How can we make Pennsylvania's outdoors even more open to all?

Every 5 years, Pennsylvania must complete a plan to remain eligible for federal land and water conservation funds. So Kennett Outdoors is very excited to one of about two dozen non-public community-based organizations to be invited to sit on the 52 person Technical Advisory Committee tasked with developing Pennsylvania's 2025-2030 Outdoor Recreation Plan. We began meeting last month, and will continue through the spring of 2025.

The planning process provides a unique opportunity to learn more about what is important to Pennsylvanians, and to use this information to shape our efforts going forward. The 2020-2024 State Outdoor Recreation Plan (found here) re-affirmed our love for outdoor activities from hiking to fishing, and gives us a glimpse into what is possible. It also highlighted some important benefits and important gaps that align with Kennett Outdoors' priorities. We are looking forward to drawing on our unique perspective on people with disabilities to help to shape the future of Pennsylvania's outdoors. Here are just some examples.

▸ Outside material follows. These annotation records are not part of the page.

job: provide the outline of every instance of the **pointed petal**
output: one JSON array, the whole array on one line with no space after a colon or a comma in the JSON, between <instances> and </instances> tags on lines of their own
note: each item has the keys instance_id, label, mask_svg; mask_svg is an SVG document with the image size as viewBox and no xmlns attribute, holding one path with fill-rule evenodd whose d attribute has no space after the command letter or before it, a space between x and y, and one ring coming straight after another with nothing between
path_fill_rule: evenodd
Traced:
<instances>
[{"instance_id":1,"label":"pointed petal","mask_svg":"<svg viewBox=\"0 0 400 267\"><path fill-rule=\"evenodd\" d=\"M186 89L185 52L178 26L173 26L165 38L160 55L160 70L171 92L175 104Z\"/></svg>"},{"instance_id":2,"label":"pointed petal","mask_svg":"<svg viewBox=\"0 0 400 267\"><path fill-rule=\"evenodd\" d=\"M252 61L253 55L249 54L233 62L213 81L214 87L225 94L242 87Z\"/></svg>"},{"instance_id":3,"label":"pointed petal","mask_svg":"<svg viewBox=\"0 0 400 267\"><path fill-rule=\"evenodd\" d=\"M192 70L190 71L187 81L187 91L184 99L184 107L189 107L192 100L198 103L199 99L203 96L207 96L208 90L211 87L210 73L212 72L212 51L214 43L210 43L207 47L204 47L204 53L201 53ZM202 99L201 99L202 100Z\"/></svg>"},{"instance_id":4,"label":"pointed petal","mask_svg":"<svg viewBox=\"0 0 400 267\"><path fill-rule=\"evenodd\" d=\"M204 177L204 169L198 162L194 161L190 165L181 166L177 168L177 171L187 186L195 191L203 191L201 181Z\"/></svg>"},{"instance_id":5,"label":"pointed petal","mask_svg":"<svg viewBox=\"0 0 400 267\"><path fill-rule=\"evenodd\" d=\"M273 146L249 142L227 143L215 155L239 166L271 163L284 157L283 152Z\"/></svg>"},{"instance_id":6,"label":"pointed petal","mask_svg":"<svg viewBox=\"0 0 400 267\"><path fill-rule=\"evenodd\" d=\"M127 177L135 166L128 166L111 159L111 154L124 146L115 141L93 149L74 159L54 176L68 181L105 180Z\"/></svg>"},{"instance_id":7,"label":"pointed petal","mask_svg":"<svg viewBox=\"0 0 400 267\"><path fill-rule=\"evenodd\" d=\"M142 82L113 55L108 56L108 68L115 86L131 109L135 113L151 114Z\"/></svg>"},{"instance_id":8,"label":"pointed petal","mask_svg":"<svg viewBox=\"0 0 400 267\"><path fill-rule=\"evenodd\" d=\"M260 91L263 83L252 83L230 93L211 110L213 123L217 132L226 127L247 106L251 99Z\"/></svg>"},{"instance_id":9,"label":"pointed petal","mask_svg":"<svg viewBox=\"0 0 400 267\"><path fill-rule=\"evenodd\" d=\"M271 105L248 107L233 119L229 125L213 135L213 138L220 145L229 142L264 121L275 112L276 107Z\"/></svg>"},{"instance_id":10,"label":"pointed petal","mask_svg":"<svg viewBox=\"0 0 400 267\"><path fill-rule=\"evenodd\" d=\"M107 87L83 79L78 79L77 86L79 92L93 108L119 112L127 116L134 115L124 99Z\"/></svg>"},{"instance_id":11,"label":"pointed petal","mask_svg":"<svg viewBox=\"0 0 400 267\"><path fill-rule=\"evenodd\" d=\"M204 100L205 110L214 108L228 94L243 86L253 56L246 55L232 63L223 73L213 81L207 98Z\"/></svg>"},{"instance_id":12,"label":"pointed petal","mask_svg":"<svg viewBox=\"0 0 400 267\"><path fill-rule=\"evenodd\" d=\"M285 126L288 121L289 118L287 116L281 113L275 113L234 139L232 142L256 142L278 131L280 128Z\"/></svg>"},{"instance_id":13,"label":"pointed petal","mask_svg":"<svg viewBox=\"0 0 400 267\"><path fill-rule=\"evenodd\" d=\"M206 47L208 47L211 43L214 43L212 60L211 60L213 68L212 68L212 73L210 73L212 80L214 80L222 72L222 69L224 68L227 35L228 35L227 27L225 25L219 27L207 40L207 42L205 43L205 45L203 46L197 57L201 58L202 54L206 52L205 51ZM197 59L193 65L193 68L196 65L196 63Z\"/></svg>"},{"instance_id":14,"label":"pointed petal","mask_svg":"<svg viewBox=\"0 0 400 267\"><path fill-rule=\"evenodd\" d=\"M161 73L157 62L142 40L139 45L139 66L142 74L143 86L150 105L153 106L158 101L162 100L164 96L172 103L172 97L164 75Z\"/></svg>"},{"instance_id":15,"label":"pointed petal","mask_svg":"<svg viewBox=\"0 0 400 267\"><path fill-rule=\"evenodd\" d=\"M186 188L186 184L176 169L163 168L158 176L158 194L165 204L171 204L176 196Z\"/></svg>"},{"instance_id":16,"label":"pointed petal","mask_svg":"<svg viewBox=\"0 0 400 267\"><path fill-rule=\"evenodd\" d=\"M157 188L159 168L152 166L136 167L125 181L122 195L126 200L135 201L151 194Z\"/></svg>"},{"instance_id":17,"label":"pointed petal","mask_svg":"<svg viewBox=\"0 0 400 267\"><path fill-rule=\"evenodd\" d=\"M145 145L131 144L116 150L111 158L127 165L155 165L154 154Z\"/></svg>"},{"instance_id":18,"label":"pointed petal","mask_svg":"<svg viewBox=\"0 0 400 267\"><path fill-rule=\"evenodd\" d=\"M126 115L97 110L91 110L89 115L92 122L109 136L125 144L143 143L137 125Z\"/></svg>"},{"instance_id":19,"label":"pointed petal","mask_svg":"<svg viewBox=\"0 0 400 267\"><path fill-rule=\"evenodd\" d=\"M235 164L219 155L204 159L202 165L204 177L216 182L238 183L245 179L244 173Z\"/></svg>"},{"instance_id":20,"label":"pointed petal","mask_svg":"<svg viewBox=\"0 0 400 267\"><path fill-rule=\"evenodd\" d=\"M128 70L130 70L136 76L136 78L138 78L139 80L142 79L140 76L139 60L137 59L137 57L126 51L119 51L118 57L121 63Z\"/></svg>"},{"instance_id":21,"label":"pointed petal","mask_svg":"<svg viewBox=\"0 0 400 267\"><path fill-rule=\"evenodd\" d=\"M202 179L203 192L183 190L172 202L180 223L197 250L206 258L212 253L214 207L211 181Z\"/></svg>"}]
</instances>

The first of five priorities to emerge from the 2020-2024 plan - promoting healthy living through outdoor connections - aligns perfectly with the priorities established by Kennett Outdoors. Our Healthy Outdoors and Outdoors Every Day can help get people to make a plan to get healthy, while our Fresh Air Self Care FOR ALL provides concrete guidance to those with disabilities interested in getting healthy outdoors through regular walks. We suspect that Pennsylvanians will need more programs on the ground like Fresh Air Self Care FOR ALL course to make real progress, and hope to learn where others have seen success through similar outreach.

The second of five priorities from the previous plan - recreation for all - grew from the increasing awareness that Pennsylvania is increasingly diverse, and that access to outdoor facilities and programs varies significantly across Pennsylvania. We are glad to see that the previous plan recognized that diversity is diverse, extending beyond distinctions based on race and income to include age, ability, and sexual identity. Our work helping the Land Trust Alliance's to develop guidelines to make conservation more inclusive also benefited from this broader perspective. The 2020-2024 plan adopted some new and interesting approaches to capture some of the gaps - like mapping tools that assess specific gaps for underserved communities - that we think might will shed light on other gaps related to disability. For example, our survey of accessible trails in Chester County reveals important gaps in access to those trails more likely to offer real, year-round benefits. We also hope to explore how we can broaden our thinking about trail design to recognize the value of natural trails that just fall short of accessibility standards, and the potential to help guide people facing mobility challenges to build their capacity to enjoy a greater range of trails.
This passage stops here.